But we are verging towards digression.  Let us return to the simple idea with which we intended to begin this chapter ­the wonder-working power of gold.  In no country in the wide world, we venture to affirm, has this power been exemplified so strikingly as in California.  The knowledge of the discovery of gold was so suddenly and widely disseminated over the earth, that human beings flowed into the formerly-uninhabited wilderness like a mighty torrent, while thousands of ships flooded the markets with the necessaries of life.  Then gold was found to be so abundant, and, at first, so easily procured, that the fever was kept up at white-heat for several years.  The result of this was, as we have remarked elsewhere, that changes, worthy of Aladdin’s lamp or Harlequin’s wand, were wrought in the course of a few weeks, sometimes in a few days.

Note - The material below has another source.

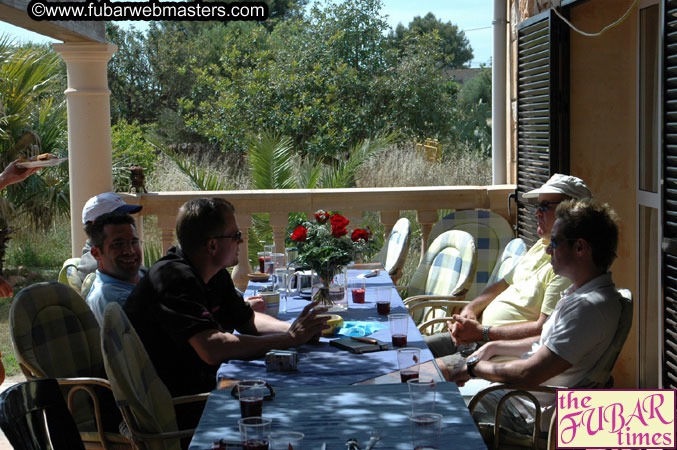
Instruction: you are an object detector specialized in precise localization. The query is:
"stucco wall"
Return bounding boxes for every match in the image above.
[570,0,638,388]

The city of Sacramento was one of the most remarkable of the many strange and sudden growths in the country.  The river on which it stands is a beautiful stream, from two to three hundred yards wide, and navigable by large craft to a few miles above the city.  The banks, when our friends were there, were fringed with rich foliage, and the wild trees of the forest itself stood growing in the streets.  The city was laid out in the form of a square, with streets crossing each other at right angles; a forest of masts along the embarcadero attested the growing importance and wealth of the place; and nearly ten thousand inhabitants swarmed in its streets.  Many of those streets were composed of canvas tents, or erections scarcely more durable.  Yet here, little more than a year before, there were only four thousand in the place!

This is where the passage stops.